Codex Hooks Make the Harness Real
OpenAI put Codex into the ChatGPT mobile app on May 14, 2026. The sharper line came lower in the announcement: Remote SSH and hooks reached general availability, while programmatic access tokens arrived for Business and Enterprise plans.1
That changes the job. Codex no longer looks like a coding assistant that waits inside one terminal. It looks like an operating layer that follows work across machines, approvals, threads, diffs, tests, screenshots, plugins, credentials, and local tools.2
Codex hooks make the harness real. Once the agent can work from a phone, reach remote development environments, and run lifecycle hooks, teams need a control system around the model: evidence, approvals, git custody, source discipline, and taste.
TL;DR
Codex now supports the workflow shape that agent teams have been building privately: long-running work, remote execution, mobile steering, approvals, hooks, scoped credentials, and audit signals.123 The prompt still matters, but the operating layer matters more.

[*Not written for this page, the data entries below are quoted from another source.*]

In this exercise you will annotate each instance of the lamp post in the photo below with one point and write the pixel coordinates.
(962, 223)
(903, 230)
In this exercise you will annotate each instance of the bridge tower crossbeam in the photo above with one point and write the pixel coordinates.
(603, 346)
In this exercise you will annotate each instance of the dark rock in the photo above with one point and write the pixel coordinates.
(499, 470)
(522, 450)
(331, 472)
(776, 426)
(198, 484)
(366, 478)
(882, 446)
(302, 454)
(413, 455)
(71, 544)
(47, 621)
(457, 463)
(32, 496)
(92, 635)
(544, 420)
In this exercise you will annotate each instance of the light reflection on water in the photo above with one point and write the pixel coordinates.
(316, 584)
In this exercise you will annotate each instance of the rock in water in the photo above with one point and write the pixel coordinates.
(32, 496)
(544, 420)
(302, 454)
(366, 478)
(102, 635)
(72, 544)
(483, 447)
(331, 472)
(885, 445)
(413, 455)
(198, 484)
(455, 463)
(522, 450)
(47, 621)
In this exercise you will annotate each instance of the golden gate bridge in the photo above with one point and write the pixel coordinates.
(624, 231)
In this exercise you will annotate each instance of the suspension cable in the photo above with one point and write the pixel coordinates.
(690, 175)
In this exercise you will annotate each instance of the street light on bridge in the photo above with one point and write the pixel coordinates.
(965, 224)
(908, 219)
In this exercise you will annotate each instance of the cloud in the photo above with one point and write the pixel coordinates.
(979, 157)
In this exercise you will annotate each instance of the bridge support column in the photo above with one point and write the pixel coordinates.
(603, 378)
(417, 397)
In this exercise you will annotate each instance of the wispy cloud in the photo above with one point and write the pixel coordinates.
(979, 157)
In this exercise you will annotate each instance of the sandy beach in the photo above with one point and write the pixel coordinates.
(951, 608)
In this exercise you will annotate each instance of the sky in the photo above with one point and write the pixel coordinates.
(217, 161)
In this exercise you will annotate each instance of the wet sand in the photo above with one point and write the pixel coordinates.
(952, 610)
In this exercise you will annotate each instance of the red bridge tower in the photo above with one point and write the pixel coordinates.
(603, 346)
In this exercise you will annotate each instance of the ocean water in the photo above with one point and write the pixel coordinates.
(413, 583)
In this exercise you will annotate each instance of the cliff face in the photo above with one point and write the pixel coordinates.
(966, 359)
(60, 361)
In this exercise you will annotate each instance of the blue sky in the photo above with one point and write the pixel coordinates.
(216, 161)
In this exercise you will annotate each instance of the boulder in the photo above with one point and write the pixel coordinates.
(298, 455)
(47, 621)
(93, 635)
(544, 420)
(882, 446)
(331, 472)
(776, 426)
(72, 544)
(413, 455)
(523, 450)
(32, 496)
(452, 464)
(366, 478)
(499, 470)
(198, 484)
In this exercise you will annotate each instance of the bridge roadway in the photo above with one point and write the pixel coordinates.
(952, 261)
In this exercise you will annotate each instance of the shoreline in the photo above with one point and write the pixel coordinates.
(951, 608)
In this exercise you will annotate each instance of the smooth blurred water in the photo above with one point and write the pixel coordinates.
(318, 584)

The practical question is not “how do we prompt Codex?” The practical question is “what must Codex prove before we trust the result?” Teams should use hooks and configuration to encode review gates, security boundaries, public-writing standards, and release discipline. They should keep private machinery private and publish only the pattern, the acceptance criteria, and the verified outcome.
Key Takeaways
For engineering teams: - Treat Codex hooks as process infrastructure, not decoration. - Start with evidence, approvals, git custody, and release checks before adding clever automation.
For agent-tool builders: - Build around Codex’s real surfaces: mobile control, Remote SSH, sandbox modes, approval policies, project instructions, hooks, telemetry, and version control. - Port jobs-to-be-done, not old slash-command shapes.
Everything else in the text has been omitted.